E: “Há duas rodovias federais no Amapá: a BR-210 e a BR-156. A BR-210 é, na verdade, um embrião; conhecida como Perimetral Norte, tem pouco mais que 471 quilômetros. Começa em Macapá e vai até Serra do Navio, terminando na divisa com o Pará. Mas a rodovia que realmente tem importância para o estado é a BR-156, que começou a ser pensada em 1932. Até 1945, somente nove quilômetros foram construídos. Ela começa no município de Laranjal do Jari, vai até a capital do estado, Macapá, e termina no município de Oiapoque, no extremo norte. São 595 quilômetros entre Macapá e Oiapoque, e 369 quilômetros entre Macapá e Laranjal do Jari, totalizando 964 quilômetros. Jamais foi concluída, mas é trafegada, desde sempre. Nos tempos heroicos, durante os seis meses de estiagem, transformava-se em um poeiral sufocante, e nos seis meses de chuva, em um inferno de lama. Em 2011, foi construída uma ponte binacional sobre o rio Oiapoque, ligando Macapá a Caiena, a capital da Guiana Francesa.

“Com 84 mil quilômetros quadrados, a Guiana Francesa é limitada ao norte pelo oceano Atlântico, a leste e a sul pelo Amapá e a oeste pelo Suriname. Foi colônia francesa até 1947, quando passou a departamento ultramarino francês, com representação no Senado e na Assembleia Nacional da França, e seus cidadãos participam das eleições para presidente da França.

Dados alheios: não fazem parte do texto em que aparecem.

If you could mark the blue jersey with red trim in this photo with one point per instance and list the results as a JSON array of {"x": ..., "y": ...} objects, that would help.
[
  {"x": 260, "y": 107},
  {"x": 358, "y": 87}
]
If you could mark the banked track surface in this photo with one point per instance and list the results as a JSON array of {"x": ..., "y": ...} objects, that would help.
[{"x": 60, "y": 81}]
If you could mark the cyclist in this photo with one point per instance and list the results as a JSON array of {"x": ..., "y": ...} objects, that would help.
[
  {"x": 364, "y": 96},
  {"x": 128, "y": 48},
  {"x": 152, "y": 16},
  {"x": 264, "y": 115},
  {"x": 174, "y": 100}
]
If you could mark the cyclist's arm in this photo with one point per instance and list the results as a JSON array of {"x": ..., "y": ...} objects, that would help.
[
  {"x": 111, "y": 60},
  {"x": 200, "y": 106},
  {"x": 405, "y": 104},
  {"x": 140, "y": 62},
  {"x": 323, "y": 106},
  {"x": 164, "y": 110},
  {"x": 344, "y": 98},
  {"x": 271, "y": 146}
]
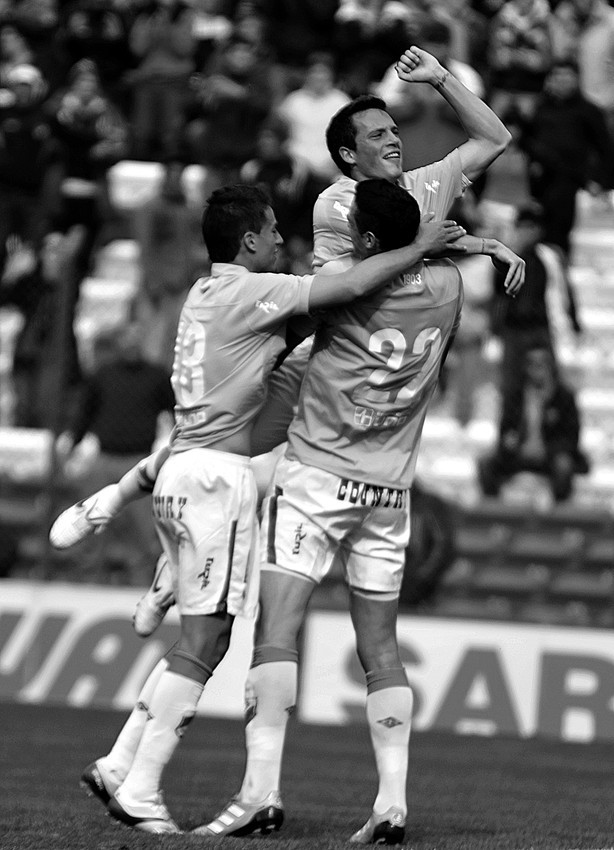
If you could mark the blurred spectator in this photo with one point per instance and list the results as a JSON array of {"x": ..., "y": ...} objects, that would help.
[
  {"x": 470, "y": 31},
  {"x": 506, "y": 184},
  {"x": 163, "y": 42},
  {"x": 99, "y": 30},
  {"x": 27, "y": 151},
  {"x": 544, "y": 309},
  {"x": 38, "y": 21},
  {"x": 122, "y": 402},
  {"x": 14, "y": 51},
  {"x": 428, "y": 126},
  {"x": 298, "y": 29},
  {"x": 93, "y": 136},
  {"x": 308, "y": 110},
  {"x": 569, "y": 148},
  {"x": 465, "y": 368},
  {"x": 583, "y": 30},
  {"x": 431, "y": 549},
  {"x": 172, "y": 257},
  {"x": 232, "y": 99},
  {"x": 212, "y": 25},
  {"x": 289, "y": 182},
  {"x": 539, "y": 432},
  {"x": 519, "y": 54},
  {"x": 44, "y": 286}
]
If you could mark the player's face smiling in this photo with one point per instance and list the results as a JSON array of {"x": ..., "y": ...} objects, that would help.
[
  {"x": 378, "y": 146},
  {"x": 267, "y": 243}
]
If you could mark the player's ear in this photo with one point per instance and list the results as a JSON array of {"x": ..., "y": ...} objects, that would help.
[
  {"x": 370, "y": 240},
  {"x": 348, "y": 155},
  {"x": 249, "y": 241}
]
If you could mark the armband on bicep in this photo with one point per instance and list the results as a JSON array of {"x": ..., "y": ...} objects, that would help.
[{"x": 144, "y": 480}]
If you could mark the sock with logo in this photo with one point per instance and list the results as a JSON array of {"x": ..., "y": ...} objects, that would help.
[
  {"x": 119, "y": 758},
  {"x": 389, "y": 710},
  {"x": 270, "y": 699},
  {"x": 172, "y": 707}
]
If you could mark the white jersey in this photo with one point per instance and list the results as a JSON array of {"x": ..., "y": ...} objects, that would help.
[
  {"x": 373, "y": 370},
  {"x": 231, "y": 332},
  {"x": 434, "y": 186}
]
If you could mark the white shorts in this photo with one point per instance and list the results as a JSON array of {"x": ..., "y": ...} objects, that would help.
[
  {"x": 315, "y": 518},
  {"x": 204, "y": 504}
]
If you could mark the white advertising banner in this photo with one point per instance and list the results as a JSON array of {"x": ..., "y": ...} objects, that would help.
[
  {"x": 472, "y": 677},
  {"x": 75, "y": 645}
]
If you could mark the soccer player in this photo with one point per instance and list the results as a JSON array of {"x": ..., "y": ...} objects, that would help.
[
  {"x": 363, "y": 141},
  {"x": 342, "y": 492},
  {"x": 231, "y": 332}
]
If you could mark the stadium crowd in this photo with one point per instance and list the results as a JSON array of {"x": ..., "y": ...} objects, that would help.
[{"x": 245, "y": 89}]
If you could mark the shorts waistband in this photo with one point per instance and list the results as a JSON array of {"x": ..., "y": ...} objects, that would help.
[
  {"x": 372, "y": 495},
  {"x": 227, "y": 457}
]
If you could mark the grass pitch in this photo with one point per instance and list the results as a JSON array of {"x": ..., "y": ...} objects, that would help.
[{"x": 465, "y": 793}]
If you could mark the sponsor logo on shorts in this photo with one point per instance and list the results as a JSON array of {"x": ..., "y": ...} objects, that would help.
[
  {"x": 390, "y": 722},
  {"x": 206, "y": 573},
  {"x": 169, "y": 507},
  {"x": 299, "y": 536},
  {"x": 370, "y": 495}
]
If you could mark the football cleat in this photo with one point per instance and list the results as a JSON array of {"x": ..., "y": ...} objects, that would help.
[
  {"x": 152, "y": 607},
  {"x": 77, "y": 522},
  {"x": 238, "y": 818},
  {"x": 99, "y": 782},
  {"x": 388, "y": 828},
  {"x": 145, "y": 816}
]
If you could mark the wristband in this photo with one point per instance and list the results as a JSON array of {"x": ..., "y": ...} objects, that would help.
[{"x": 439, "y": 84}]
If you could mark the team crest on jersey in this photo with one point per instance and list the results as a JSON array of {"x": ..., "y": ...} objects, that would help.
[
  {"x": 267, "y": 306},
  {"x": 413, "y": 281},
  {"x": 345, "y": 211}
]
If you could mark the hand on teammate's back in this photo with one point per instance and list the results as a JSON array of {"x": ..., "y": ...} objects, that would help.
[{"x": 439, "y": 237}]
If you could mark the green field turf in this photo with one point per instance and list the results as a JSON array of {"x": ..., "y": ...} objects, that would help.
[{"x": 464, "y": 792}]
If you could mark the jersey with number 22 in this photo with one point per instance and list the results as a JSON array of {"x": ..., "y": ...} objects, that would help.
[{"x": 373, "y": 370}]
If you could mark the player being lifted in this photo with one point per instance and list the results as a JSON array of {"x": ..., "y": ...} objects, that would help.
[
  {"x": 231, "y": 332},
  {"x": 476, "y": 156},
  {"x": 345, "y": 481},
  {"x": 364, "y": 142}
]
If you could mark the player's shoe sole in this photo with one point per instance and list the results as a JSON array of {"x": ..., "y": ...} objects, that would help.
[
  {"x": 239, "y": 818},
  {"x": 95, "y": 784},
  {"x": 81, "y": 520},
  {"x": 387, "y": 828},
  {"x": 146, "y": 817},
  {"x": 152, "y": 607}
]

Como integrante da União Europeia, a moeda local é o euro. O Centro Espacial de Kourou serve à Agência Espacial Europeia desde 1968. Ou seja, a Guiana Francesa é o principal território da União Europeia na América do Sul. Vizinho da Guiana Francesa e fazendo fronteira com um pedacinho do Amapá, fica o Suriname, antiga Guiana Holandesa, e que tem como capital Paramaribo. Com pouco menos de 165 mil quilômetros quadrados, é o menor país da América do Sul. Em 25 de novembro de 1975, deixou o Reino dos Países Baixos para se tornar um estado independente. Limitado a norte pelo oceano Atlântico, a leste pela Guiana Francesa, ao sul pelo Brasil, é vizinha da Guiana, antiga Guiana Inglesa, a oeste, que, por sua vez, se limita com o Brasil ao sul e sudoeste, com a Venezuela a oeste, e com o oceano Atlântico ao norte. A Guiana, capital Georgetown, conquistou sua independência do Reino Unido em 26 de maio de 1966, constituindo-se o único estado-membro da Commonwealth na América do Sul.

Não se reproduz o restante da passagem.